Friend, mentor, icon: Why bringing Albin to Lowenstein was personal for Porrino

Chris Porrino remembers the first time he met Barry Albin. It was on a double date.

It was in the early 1990s and both Porrino and Albin had girlfriends — now their wives — studying at Seton Hall Law. They thought it would be fun to get the group together.

That night led to a personal and professional relationship between the two that continues to this day.

“I went to his wedding; he went to mine,” Porrino said. “He is someone that I would go to for advice on any number of issues. We have breakfast, talk on the phone — and we’ve been doing it for 25 or so years.”

The two can now do it in person.

Albin, who was forced to retire from the state Supreme Court on his 70th birthday earlier this month, was welcomed as a partner at Lowenstein Sandler on Thursday.

Chris Porrino.

He will work out of the Roseland office (where Porrino works as chair of the Litigation Department), serving as chair of Lowenstein’s Appellate Practice Group while also serving as a neutral arbitrator, special master and mediator in complicated, high-stakes disputes.

The one thing Albin won’t do is serve as a ceremonial hire who slowly slides into a retirement.

Porrino chuckles at the thought.

“There are some people who come off the bench and really want to only do mediations — that’s not Justice Barry Albin,” he said. “I’ve known him to work seven days a week as a justice over the last 20 years. He very much has another act in him.”

That starts now.

“I hope he’ll take some time to vacation and relax after 20 years of service — he deserves that,” Porrino said. “But I think I know him well enough to know that he’s not going to miss a beat. We had our partnership vote this morning. It ended at 10:30. He started at 10:45.
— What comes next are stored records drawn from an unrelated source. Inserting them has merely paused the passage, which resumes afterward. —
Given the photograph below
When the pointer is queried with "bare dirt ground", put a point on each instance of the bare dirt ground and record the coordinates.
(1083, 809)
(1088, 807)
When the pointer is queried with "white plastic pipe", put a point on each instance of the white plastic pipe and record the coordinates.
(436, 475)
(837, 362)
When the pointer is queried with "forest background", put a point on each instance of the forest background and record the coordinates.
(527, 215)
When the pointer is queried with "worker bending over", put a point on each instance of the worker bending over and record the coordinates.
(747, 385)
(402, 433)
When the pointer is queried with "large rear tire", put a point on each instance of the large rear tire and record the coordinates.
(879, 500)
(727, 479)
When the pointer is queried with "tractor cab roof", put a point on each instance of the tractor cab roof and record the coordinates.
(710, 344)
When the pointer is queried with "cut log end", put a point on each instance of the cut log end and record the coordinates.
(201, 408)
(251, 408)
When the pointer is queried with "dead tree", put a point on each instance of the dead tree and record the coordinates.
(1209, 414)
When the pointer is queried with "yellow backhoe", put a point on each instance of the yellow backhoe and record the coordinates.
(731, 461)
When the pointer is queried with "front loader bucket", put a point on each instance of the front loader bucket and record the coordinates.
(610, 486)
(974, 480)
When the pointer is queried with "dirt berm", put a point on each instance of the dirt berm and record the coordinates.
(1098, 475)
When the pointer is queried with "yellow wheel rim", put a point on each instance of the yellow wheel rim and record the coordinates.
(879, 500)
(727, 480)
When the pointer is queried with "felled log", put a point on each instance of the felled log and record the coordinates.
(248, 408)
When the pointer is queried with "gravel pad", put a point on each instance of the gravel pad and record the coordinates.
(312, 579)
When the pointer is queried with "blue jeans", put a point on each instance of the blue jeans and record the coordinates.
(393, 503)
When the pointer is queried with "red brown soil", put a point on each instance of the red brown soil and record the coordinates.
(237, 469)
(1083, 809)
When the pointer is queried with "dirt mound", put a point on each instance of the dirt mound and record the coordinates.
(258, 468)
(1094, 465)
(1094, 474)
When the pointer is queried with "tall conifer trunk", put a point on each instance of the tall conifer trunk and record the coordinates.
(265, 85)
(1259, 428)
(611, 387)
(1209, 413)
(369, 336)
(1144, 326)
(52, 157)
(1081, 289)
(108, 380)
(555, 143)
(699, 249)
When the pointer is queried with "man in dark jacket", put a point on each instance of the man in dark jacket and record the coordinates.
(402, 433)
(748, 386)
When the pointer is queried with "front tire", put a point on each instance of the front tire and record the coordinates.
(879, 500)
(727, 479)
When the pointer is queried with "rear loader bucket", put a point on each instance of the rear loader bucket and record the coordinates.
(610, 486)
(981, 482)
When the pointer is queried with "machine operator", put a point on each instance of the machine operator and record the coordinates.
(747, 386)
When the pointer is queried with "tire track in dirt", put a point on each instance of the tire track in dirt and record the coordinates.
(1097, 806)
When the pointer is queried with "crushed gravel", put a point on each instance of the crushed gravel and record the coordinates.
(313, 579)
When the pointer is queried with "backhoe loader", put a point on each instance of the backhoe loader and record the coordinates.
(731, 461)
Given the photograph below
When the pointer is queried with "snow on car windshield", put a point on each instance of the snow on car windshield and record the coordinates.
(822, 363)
“He is jumping in this with both feet. He was a real lawyer before he became a judge. And he looks forward to being a true lawyer again, and I know that’s, that’s what he’s going to do.”

Here’s another thing that Albin will do: He’ll serve as an example to all the lawyers at Lowenstein Sandler — and all the lawyers in New Jersey — that Lowenstein is a firm that welcomes and appreciates those with a passion for public service.
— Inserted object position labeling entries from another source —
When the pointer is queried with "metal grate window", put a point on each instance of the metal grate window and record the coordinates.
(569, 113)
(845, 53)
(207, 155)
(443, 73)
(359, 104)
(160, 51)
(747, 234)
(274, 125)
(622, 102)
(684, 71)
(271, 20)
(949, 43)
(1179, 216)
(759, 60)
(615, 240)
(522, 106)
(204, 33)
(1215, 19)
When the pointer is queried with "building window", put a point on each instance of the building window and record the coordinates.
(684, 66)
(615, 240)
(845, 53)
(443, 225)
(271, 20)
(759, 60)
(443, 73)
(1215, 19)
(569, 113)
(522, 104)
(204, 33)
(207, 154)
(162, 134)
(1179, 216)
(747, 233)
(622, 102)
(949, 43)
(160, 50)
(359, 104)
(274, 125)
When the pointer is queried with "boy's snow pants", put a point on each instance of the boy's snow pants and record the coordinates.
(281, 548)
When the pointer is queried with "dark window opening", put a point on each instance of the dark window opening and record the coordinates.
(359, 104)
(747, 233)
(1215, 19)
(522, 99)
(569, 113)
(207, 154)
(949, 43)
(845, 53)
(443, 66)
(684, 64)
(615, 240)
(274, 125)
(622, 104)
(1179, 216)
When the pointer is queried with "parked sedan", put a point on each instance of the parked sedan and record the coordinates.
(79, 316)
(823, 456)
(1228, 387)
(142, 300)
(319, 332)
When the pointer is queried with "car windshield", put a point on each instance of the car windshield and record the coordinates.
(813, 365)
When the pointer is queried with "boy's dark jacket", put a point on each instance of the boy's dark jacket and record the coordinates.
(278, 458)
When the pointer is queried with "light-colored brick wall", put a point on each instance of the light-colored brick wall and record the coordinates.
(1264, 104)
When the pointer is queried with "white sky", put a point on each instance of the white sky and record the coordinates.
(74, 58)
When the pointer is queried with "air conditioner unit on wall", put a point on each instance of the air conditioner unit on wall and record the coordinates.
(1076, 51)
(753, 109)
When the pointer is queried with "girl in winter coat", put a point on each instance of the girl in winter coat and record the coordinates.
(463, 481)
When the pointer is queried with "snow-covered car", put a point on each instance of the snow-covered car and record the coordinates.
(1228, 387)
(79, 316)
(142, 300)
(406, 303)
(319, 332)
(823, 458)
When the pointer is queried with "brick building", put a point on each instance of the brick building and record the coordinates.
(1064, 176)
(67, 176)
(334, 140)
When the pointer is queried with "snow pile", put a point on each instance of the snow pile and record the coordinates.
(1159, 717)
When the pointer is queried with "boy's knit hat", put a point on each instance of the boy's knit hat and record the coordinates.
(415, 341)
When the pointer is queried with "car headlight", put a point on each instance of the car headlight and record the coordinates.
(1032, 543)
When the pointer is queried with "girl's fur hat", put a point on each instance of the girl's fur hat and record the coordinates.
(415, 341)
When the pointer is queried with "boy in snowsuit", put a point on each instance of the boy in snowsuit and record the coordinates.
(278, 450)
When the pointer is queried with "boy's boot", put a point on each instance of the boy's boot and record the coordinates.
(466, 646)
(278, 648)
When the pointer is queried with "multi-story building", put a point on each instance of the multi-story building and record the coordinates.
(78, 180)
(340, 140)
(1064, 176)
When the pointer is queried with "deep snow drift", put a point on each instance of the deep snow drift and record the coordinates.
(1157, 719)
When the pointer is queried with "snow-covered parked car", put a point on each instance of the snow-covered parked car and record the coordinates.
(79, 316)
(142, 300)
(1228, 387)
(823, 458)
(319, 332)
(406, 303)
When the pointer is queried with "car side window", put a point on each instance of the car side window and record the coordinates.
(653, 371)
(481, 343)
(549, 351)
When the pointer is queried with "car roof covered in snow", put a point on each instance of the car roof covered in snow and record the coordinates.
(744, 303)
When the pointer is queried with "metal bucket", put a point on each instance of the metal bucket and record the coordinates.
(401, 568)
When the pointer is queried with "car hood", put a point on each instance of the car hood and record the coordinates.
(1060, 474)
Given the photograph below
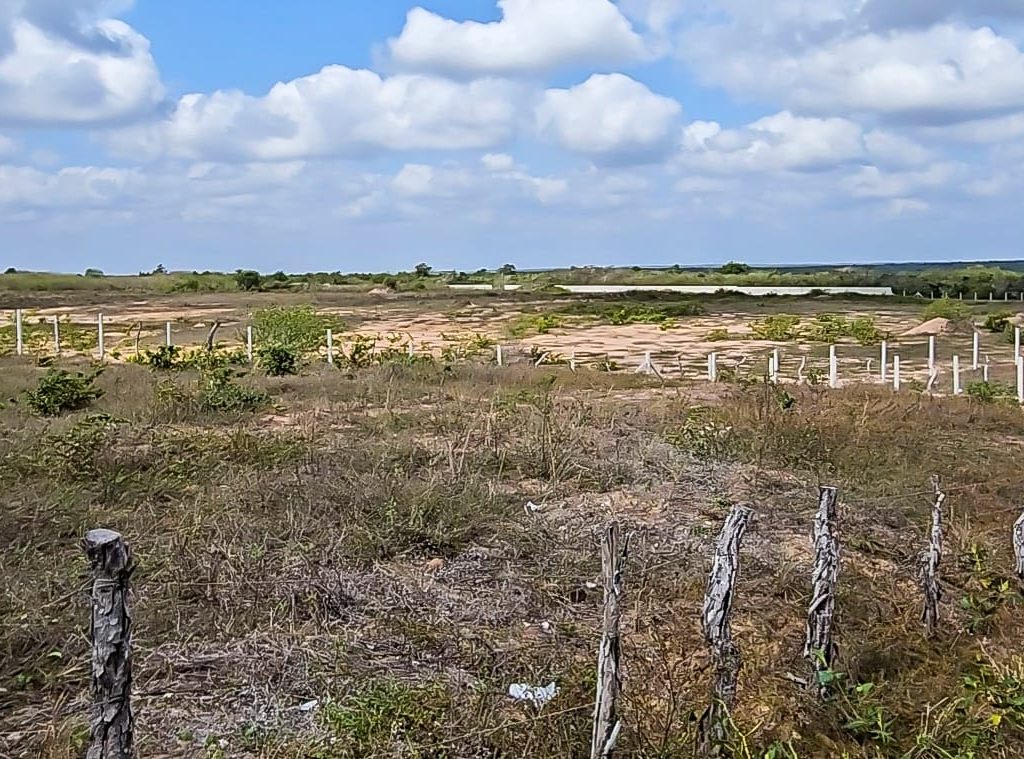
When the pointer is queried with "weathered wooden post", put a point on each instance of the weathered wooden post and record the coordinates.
(111, 722)
(714, 728)
(606, 722)
(1019, 546)
(18, 332)
(930, 562)
(820, 647)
Porrino, of course, is prime example of that.

His time at the firm has been put on pause so he could serve as both chief counsel to Gov. Chris Christie and later, attorney general. He is just one of many Lowenstein lawyers to shift between public and private life — along with Matt Platkin (the attorney general nominee), Paul Matey (judge on the Third Circuit Court of Appeals), Matthew Boxer (former state comptroller) and others.

“Lowenstein Sandler is a place where you, if you decide you want to go serve the public, become a prosecutor or a judge or whatever it is that you decide you want to do, we’re going to be supportive of that,” he said.
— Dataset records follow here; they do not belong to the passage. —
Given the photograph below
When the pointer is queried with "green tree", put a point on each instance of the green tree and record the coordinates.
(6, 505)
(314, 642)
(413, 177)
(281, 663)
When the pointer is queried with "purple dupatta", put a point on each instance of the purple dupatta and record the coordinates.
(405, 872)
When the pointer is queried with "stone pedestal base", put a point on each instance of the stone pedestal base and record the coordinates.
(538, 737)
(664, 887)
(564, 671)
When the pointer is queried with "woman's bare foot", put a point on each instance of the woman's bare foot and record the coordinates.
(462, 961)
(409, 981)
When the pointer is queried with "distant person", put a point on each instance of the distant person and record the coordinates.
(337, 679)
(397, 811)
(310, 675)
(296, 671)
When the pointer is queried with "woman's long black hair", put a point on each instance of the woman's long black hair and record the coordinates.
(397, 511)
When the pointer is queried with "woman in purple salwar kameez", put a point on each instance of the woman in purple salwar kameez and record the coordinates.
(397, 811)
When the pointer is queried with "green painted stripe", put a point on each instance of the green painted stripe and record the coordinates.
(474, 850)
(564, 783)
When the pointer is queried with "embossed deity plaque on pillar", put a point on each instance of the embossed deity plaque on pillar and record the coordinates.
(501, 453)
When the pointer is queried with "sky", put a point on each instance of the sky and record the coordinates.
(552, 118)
The firm, in fact, has meetings on the subject, Porrino said.

“We want people to be able to talk freely about it — and then we’ll do what we can to be helpful,” he said. “What we have found is that the people who can follow their dreams, do what they want to do, are going to be happier in the long run. And they’re going to learn a lot when they’re in public service, as well. I certainly know that as well as anyone.”

Here’s something else Porrino knows: It doesn’t matter if you are known as a Democrat or a Republican.

“I couldn’t be happier having lawyers at this firm on both sides of that spectrum, because it provides for spirited conversation,” he said. “And, when it comes to the lawyering, it’s all the same. Either you’ve got the talent, or you don’t. And Justice Barry Albin has got the talent in spades. He just is among the most talented lawyers I have ever met.”

Which brings it back to the reason Porrino was so eager to welcome Albin. He’s not just an old friend, he’s considered one of the top justices on the court of his generation. He authored more than 400 opinions, including more than 230 majority opinions, more than 130 dissents and dozens of concurrences.

Albin is the author of landmark opinions on the rights of same-sex couples, the rights of the accused and workers, and civil rights, among others, Porrino said. He also has authored a number of dissents, which later became law.

And, before all that, Porrino said, he was known as an incredible trial lawyer.

“We like to think that we handle the most sophisticated, most difficult and highest stakes challenges for our clients,” Porrino said. “When I look at Justice Albin, I see someone who has been involved in exactly those kinds of matters over the course of his career. First, as a prosecutor, then, as a justice and now, again, as a lawyer — we’re just thrilled that he’s coming on board.”